The chipsets, which are set to launch in the second quarter, will be shielded against possible shortages or pricing issues that might arise with the volume ramp of DDR400 memory by affording buyers the option of using either of the other two DDR memory speeds.
The added flexibility was part of the PC product briefings shared last week at the Intel Developer Forum, held here. Despite the added provisions, the company "is not really concerned about the supply of DDR400" at the time Springdale and Canterwood become available, said Pete MacWilliams, a senior Intel fellow and director of platform architecture.
"We'll be glad to see all the DDR400 chips at the
right price that the industry can produce, but we don't depend on any particular memory speed," he said.
The Springdale and Canterwood chipsets are designed for multiprocessor support beginning with the Northwood version of the Pentium 4, and later in the year extending to Intel's Prescott MPU. Both chipsets support dual-channel memory and Intel's upcoming 800-MHz frontside bus.
The Springdale is aimed at mainstream desktop PCs, while Canterwood is targeted at high-performance desktop workstations.
Intel's effort to accommodate multiple memory options could have a secondary effect by triggering a price and marketing battle among customers as system manufacturers and suppliers pursue different product strategies, according to analysts and chipmakers.
The range of memory alternatives could help OEMs and channel builders play DRAM suppliers against each other to secure better prices, said Sherry Garber, an analyst at Semico Research Corp., Phoenix. "If DDR400 has too high a price premium, systems makers will use less costly DDR333 with Springdale and Canterwood," Garber said. "It will be very difficult for DRAM suppliers to get the premiums they want."
Tom Quinn, vice president of marketing at Samsung Semiconductor Inc., San Jose, agreed. "It's going to be interesting to see how the different speed memories play out in the market. It gives OEMs a tremendous amount of marketing latitude, depending on which price points they want to promote."
Intel is also moving to tighten the DDR400 timing specs as part of the industry standard being drafted by the JEDEC Solid State Technology Association, according to industry sources. At Intel's request, JEDEC is proposing stricter timing parameters, which could make it even more challenging for producers to achieve high yields--although DRAM makers are said to be in favor of the new standard.
The result of the balloting process will be known in March when the JEDEC memory panel meets in Eindoven, Netherlands.
As Intel opened the door for more memory support in its chipset roadmap, several DRAM makers announced their DDR400 chips and modules have been validated by the company. This includes Hynix Semiconductor, Infineon Technologies, and Samsung Electronics.
Samsung's Quinn said the Korean chipmaker has been in DDR400 component and module production since the fourth quarter. The other Intel-compliant DDR400 vendors are sampling products now.
Elpida Memory, Micron Technology, and Mosel-Vitelic said they have Intel spec-compliant DDR400 chips available.
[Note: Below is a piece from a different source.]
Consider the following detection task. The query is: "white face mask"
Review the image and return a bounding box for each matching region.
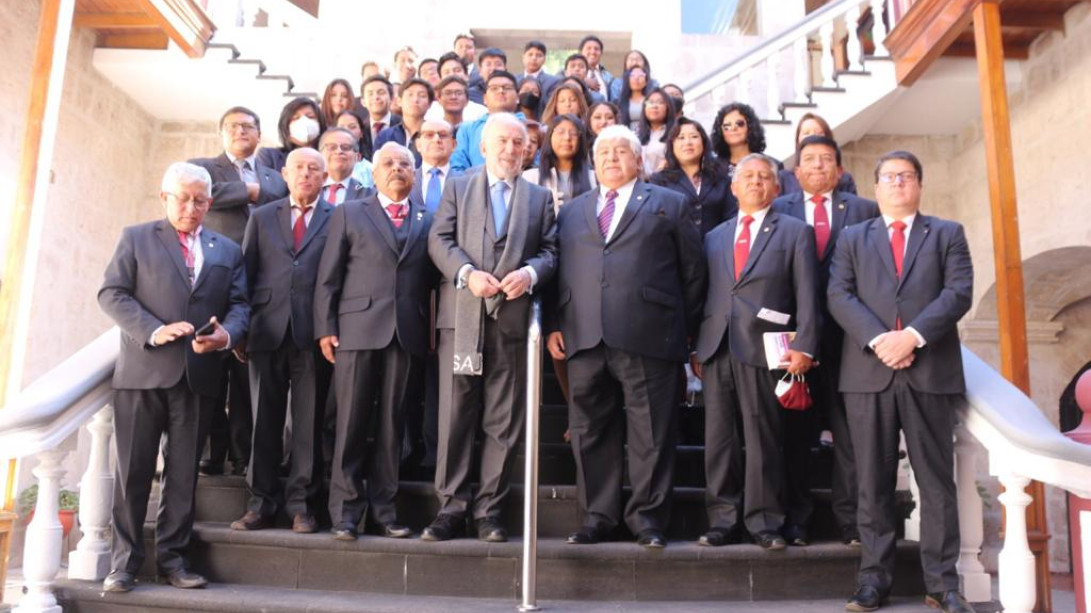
[289,116,320,143]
In addition to its higher frequency, the DDR 400's strength is its match as a multiplier of the 800MHz clock of Intel's frontside bus (FSB). Intel's MacWilliams, however, said that the chipsets' dual-channel memory architecture will deliver high performance even when using DDR333 or DDR266. "It's ideal to have a match, but not essential," he said. "The Brookdale 845 chipsets can support memories without matching an FSB speed."
Looking ahead, Intel should have chipsets supporting next-generation DDR2 memory when it is introduced next year, according to MacWilliams, who expects "it will take a few more years before DDR2 reaches mass production in all PC price points."
Bill Siu, vice president and general manager of Intel's desktop platforms group, said the first processor to use DDR2 memory could be Tejas, slated to be rolled out in 2004 as the follow-on to Prescott. Intel's memory roadmap shows DDR3 debuting in 2006 or 2007.